Marianne Crebassa, a pesar del poco espacio que le cede el rol, demostró estar a la par en prestaciones vocales y actorales. Ambas, pese a estar en parte ensombrecidas por lo que les circundaba, fueron con ojos y oídos juiciosos, lo mejor de la velada. La única nota discordante la tañó sin duda Christian Seen, con un Leone desprovisto de las cualidades canoras y dramáticas que requiere el personaje. 

Diego Fasolis ejerce para la ocasión no solo como pseudo-musicólogo, sino de nuevo como supervisor y director de este nuevo proyecto orquestal en La Scala, cual es la Orquesta de instrumentos históricos, tras su debut en la temporada pasada con el también título handeliano Il trifonfo del Tempo e del Disinganno.
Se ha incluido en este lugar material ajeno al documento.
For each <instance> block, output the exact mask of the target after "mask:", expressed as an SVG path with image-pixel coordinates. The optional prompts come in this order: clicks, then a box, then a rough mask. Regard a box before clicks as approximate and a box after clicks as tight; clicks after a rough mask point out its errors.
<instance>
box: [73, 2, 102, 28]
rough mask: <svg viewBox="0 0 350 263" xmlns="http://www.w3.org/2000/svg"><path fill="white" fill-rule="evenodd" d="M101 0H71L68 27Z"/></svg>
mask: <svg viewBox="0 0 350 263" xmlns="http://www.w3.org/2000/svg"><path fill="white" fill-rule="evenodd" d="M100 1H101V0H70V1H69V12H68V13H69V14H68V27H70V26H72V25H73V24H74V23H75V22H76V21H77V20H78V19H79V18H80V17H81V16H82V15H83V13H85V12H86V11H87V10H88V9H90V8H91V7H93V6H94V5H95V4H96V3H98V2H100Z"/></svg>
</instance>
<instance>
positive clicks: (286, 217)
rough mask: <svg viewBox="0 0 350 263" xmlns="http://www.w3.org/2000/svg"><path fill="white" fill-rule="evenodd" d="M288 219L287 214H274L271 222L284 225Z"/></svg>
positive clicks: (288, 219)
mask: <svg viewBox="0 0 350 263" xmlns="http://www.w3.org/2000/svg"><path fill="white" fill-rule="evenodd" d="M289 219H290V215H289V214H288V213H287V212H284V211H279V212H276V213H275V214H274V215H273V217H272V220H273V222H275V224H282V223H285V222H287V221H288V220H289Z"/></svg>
En esta ocasión debemos decir que sujetó con más firmeza las riendas del carro, con una cuerda más lúcida, eso sí, que el viento metal, y con menos ayudas por parte de los integrantes de la agrupación liderada por el propio Fasolis I Barocchisti della RSI (Radiotelevisión Suiza). La dirección de Fasolis no gozó sin embargo de la frescura que acostumbra a prodigar con su formación, y en parte es más que lógico, sus tempos fueron en ocasiones demasiado contenidos, prudentes, con por ejemplo lo fueron las hemiolas desposeídas de la fuerza que requieren para acentuar el efecto de desplazamiento de la acentuación, hecho que sin embargo no supuso que no pudiésemos disfrutar de una más que digna propuesta musical. Uno de los lujos velados de la velada fue sin duda el clave de Andrea Marchiol, con realizaciones que, al menos para quien lo narra, hicieron obviar la nota extensión de los recitativos, pues sólo se omitió aquél que el propio Händel declaró como opcional.

Confío en que La Scala cierre las representaciones del Tamerlano con el mismo buen sabor de boca que dejó a los presentes, a pesar de las intempestivas horas a las que concluyó, y que continúe apostando por este aperitivo barroco en futuras temporadas, si bien para la próxima parece que la tripa toma un descanso.